When James Cojanis heard the first rumblings of Armageddon, he was sitting in his San Jose home with the radio tuned to a popular Christian show called The Prophecy Club. Featured that day was a charismatic Texas oilman named Harold “Hayseed” Stephens. Speaking in the rousing cadence of a Southern preacher, he told listeners that “the greatest oil field on Earth is under the southwest corner of the Dead Sea”–and that his company, Ness Energy International, was about to tap into it. In doing so, he said, it would drain the oil fields of the Persian Gulf, prompt Arab countries to attack Israel, and at last touch off the great battle that would usher in the end of days.
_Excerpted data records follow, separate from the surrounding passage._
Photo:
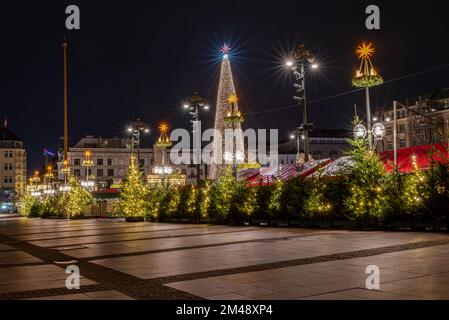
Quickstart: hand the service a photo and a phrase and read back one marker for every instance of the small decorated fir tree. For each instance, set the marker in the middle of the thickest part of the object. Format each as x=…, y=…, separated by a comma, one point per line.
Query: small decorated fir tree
x=133, y=201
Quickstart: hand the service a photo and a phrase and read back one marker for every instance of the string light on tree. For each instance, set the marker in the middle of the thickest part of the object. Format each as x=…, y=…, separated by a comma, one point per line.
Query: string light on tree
x=133, y=200
x=227, y=116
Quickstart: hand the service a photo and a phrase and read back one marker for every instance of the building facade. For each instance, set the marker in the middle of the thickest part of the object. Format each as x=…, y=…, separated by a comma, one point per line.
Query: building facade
x=12, y=167
x=110, y=161
x=420, y=121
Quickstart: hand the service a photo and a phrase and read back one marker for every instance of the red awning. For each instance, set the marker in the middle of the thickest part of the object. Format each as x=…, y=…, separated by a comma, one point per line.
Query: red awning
x=422, y=154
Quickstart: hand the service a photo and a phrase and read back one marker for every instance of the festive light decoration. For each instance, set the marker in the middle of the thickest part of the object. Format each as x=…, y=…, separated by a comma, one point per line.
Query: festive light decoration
x=164, y=140
x=133, y=200
x=204, y=200
x=413, y=189
x=27, y=202
x=225, y=190
x=191, y=201
x=368, y=200
x=227, y=116
x=316, y=202
x=274, y=204
x=366, y=76
x=250, y=204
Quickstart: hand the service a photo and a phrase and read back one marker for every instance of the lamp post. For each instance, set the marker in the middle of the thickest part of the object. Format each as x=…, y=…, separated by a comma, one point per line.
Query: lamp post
x=136, y=129
x=377, y=131
x=194, y=104
x=87, y=163
x=297, y=136
x=301, y=57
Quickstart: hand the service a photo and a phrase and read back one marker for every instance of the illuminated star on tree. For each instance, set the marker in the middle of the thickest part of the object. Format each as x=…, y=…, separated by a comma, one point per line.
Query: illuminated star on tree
x=225, y=49
x=365, y=50
x=163, y=128
x=232, y=99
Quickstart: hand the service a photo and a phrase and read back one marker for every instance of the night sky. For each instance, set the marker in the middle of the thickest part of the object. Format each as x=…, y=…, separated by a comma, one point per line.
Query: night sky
x=142, y=58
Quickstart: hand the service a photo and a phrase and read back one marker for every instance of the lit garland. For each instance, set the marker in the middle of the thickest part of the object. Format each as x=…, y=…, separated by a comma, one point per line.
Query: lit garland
x=204, y=200
x=250, y=204
x=174, y=201
x=77, y=199
x=316, y=203
x=368, y=198
x=274, y=204
x=224, y=192
x=191, y=201
x=27, y=203
x=164, y=140
x=413, y=192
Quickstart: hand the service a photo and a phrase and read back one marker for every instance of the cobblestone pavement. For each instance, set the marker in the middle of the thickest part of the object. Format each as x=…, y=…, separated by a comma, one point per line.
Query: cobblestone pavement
x=119, y=260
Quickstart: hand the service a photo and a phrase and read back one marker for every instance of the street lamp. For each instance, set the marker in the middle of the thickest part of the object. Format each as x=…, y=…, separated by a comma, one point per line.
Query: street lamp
x=302, y=56
x=360, y=131
x=378, y=131
x=194, y=104
x=136, y=129
x=88, y=163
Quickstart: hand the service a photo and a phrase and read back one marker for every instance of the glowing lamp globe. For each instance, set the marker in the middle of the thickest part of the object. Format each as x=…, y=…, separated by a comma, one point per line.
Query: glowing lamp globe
x=378, y=131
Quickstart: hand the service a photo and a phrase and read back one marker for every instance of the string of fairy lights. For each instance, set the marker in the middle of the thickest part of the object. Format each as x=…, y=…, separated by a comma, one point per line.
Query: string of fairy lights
x=344, y=93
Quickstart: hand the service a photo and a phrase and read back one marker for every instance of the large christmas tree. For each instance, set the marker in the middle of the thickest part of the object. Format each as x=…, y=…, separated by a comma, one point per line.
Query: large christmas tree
x=227, y=116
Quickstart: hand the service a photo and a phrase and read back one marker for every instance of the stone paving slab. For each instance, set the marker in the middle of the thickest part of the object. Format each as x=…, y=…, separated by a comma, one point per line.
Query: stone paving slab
x=121, y=260
x=337, y=280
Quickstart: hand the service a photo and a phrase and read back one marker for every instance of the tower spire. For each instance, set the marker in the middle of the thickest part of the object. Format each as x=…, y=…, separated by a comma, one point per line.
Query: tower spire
x=227, y=116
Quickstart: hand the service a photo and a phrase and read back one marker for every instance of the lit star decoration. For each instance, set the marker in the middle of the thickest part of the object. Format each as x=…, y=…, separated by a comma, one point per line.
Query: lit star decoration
x=233, y=99
x=365, y=51
x=225, y=49
x=366, y=75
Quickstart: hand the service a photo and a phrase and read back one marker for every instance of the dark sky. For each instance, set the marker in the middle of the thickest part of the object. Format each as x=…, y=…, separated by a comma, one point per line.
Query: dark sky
x=142, y=58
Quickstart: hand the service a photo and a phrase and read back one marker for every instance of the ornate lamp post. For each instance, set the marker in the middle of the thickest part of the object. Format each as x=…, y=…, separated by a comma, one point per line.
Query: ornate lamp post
x=136, y=129
x=88, y=163
x=367, y=77
x=35, y=179
x=297, y=65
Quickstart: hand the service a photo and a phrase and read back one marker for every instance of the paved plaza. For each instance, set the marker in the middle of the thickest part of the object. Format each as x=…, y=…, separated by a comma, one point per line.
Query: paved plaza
x=119, y=260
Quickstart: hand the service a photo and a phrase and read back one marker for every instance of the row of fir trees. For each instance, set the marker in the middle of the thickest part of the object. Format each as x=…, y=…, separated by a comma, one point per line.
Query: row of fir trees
x=364, y=193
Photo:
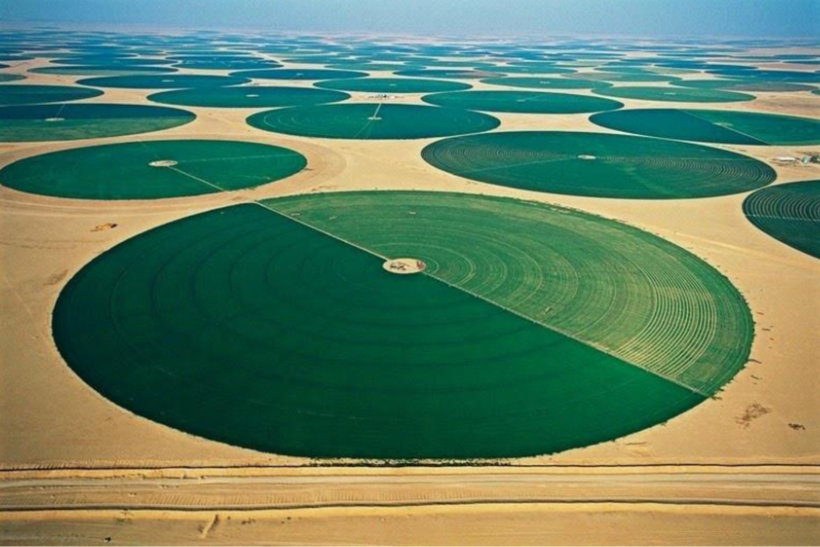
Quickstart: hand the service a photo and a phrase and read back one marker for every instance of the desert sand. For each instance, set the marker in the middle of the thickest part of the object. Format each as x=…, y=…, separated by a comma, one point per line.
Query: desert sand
x=55, y=428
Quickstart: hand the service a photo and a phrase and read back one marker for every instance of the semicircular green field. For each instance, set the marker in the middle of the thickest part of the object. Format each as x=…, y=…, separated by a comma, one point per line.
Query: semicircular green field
x=34, y=94
x=718, y=126
x=532, y=102
x=675, y=94
x=625, y=77
x=152, y=169
x=275, y=327
x=598, y=165
x=745, y=85
x=373, y=121
x=165, y=81
x=299, y=74
x=248, y=96
x=394, y=85
x=101, y=70
x=789, y=213
x=70, y=121
x=447, y=74
x=546, y=83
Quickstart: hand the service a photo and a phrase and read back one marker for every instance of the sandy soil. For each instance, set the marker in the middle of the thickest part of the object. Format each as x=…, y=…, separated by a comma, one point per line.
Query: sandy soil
x=49, y=419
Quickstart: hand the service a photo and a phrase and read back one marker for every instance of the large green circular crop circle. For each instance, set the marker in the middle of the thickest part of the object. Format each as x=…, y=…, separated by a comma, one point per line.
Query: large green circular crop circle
x=718, y=126
x=533, y=329
x=675, y=94
x=248, y=97
x=299, y=74
x=373, y=121
x=393, y=85
x=34, y=94
x=163, y=81
x=152, y=169
x=68, y=121
x=546, y=83
x=531, y=102
x=789, y=213
x=598, y=165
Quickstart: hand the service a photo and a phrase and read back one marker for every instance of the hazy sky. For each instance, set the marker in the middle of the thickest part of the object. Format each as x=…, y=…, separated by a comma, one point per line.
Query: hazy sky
x=761, y=18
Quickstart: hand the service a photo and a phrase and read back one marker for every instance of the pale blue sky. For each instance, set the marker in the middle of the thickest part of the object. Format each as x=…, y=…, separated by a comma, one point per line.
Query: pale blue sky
x=759, y=18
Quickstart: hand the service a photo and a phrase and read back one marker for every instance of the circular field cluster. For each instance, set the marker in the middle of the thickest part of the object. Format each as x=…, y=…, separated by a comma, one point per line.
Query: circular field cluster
x=531, y=102
x=299, y=74
x=675, y=94
x=546, y=83
x=598, y=165
x=34, y=94
x=373, y=121
x=277, y=327
x=393, y=85
x=164, y=81
x=58, y=122
x=742, y=85
x=789, y=213
x=248, y=96
x=152, y=169
x=718, y=126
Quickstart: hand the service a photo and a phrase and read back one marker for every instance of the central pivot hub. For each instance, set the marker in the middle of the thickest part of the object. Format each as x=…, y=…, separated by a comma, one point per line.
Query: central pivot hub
x=404, y=266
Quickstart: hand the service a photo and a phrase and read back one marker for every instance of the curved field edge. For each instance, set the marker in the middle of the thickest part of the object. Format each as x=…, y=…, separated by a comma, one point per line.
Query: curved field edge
x=789, y=213
x=663, y=309
x=183, y=325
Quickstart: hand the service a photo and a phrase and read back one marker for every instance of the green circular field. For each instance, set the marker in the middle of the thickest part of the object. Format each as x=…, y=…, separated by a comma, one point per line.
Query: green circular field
x=67, y=121
x=393, y=85
x=628, y=77
x=165, y=81
x=447, y=74
x=546, y=83
x=299, y=74
x=675, y=94
x=745, y=85
x=598, y=165
x=373, y=121
x=532, y=102
x=248, y=97
x=718, y=126
x=152, y=169
x=533, y=329
x=5, y=78
x=789, y=213
x=102, y=70
x=34, y=94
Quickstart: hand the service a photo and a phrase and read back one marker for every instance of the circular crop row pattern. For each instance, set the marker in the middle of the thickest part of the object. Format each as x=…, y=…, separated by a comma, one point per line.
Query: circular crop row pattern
x=598, y=165
x=66, y=121
x=718, y=126
x=152, y=169
x=531, y=329
x=789, y=213
x=532, y=102
x=373, y=121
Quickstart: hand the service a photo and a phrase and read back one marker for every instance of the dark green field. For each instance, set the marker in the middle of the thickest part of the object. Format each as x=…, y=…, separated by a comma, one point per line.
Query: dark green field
x=288, y=340
x=373, y=121
x=532, y=102
x=393, y=85
x=34, y=94
x=675, y=94
x=164, y=81
x=599, y=165
x=789, y=213
x=717, y=126
x=124, y=171
x=58, y=122
x=248, y=97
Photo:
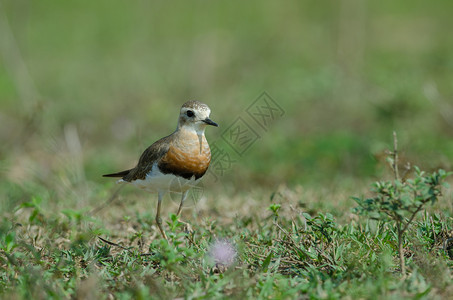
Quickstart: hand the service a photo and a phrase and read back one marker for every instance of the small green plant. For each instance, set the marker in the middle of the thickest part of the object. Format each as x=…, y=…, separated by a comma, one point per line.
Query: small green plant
x=274, y=208
x=399, y=201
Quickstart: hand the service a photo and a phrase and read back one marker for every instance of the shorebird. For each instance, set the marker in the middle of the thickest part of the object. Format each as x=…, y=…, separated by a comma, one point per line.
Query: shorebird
x=176, y=162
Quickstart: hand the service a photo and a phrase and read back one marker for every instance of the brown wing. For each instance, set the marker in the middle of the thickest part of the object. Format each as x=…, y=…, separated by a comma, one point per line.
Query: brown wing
x=146, y=161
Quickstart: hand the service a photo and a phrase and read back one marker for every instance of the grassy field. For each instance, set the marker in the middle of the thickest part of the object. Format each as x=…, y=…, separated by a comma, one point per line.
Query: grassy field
x=86, y=86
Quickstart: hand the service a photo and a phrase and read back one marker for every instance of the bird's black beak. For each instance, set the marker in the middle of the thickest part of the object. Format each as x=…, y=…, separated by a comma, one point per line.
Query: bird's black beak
x=210, y=122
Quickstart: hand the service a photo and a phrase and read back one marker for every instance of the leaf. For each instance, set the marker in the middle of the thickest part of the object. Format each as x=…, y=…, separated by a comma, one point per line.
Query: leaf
x=267, y=261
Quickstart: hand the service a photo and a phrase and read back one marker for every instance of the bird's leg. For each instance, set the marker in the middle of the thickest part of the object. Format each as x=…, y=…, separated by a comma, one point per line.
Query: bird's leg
x=158, y=218
x=183, y=198
x=187, y=228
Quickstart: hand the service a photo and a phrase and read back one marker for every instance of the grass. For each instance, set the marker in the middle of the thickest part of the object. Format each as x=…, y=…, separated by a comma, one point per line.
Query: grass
x=282, y=252
x=86, y=86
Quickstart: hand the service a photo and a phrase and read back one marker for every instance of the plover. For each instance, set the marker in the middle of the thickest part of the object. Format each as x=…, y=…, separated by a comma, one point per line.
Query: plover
x=176, y=162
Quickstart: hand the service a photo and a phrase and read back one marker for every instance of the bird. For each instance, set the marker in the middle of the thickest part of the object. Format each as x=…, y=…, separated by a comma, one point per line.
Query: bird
x=176, y=162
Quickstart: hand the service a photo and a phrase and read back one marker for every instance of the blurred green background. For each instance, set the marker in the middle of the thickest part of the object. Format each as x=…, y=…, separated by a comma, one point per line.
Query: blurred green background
x=86, y=86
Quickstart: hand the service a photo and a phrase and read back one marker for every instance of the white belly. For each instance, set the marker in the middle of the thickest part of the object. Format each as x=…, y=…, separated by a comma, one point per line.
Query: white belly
x=156, y=181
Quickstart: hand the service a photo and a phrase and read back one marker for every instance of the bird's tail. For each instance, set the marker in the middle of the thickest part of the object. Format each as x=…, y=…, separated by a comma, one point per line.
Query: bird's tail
x=119, y=174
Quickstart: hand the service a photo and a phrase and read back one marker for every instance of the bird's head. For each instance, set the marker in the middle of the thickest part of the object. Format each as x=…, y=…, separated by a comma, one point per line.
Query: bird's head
x=194, y=115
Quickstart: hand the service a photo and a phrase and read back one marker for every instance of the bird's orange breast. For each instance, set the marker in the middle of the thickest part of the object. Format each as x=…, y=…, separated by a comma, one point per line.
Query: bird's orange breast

As soon as the show was over, Cojanis got on the phone to find out how to invest in the venture. Days later the 70-year-old retiree received a form letter addressed, “Dear End Time Servant.” It claimed that the oil reserves at Ness’ planned drilling site ranged “from one billion to 40 billion barrels…putting this prospect in a class of the super giant oil fields of the world.” Without a second thought, Cojanis bought $120,000 worth of stock in Ness. “Faith is a gift God puts in your heart,” he explained when I visited him in October at his cluttered town house, piled with crumpled boxes of prophecy-themed newsletters and cassette tapes of old Christian radio shows. “And I didn’t have any doubt that Ness was a plan of God. He raised up Hayseed Stephens to find Israel’s oil.”
Eight years later, Ness has yet to sink so much as an initial borehole for a Dead Sea well. In fact, for most of its existence it has never even held exploration rights in Israel. Its U.S. headquarters, a barnlike storefront topped with an open Bible sprouting an oil well, was shuttered in 2006. Since then, its stock price has fallen from a high of nearly $5 to a mere 3 cents; Cojanis’ $120,000 investment is now worth $3,000. Not that he’s worried. “I’m glad the stock price is in the tank,” he says. “When they hit oil and the stock goes sky-high, that means Armageddon is around the corner.” At that point, he plans to use his gains to spread the word that the end times are here, preparing as many souls for heaven as possible.
It’s always a shock to see these cheerful people who love, love, love the idea of Armageddon, and want nothing more than for it to come as soon as possible. This isn’t a hard concept to grasp: if your ideal expectation for the near-future is a world-wide catastrophe that has hundreds of millions of people dying in nuclear fireballs, there’s something wrong with you.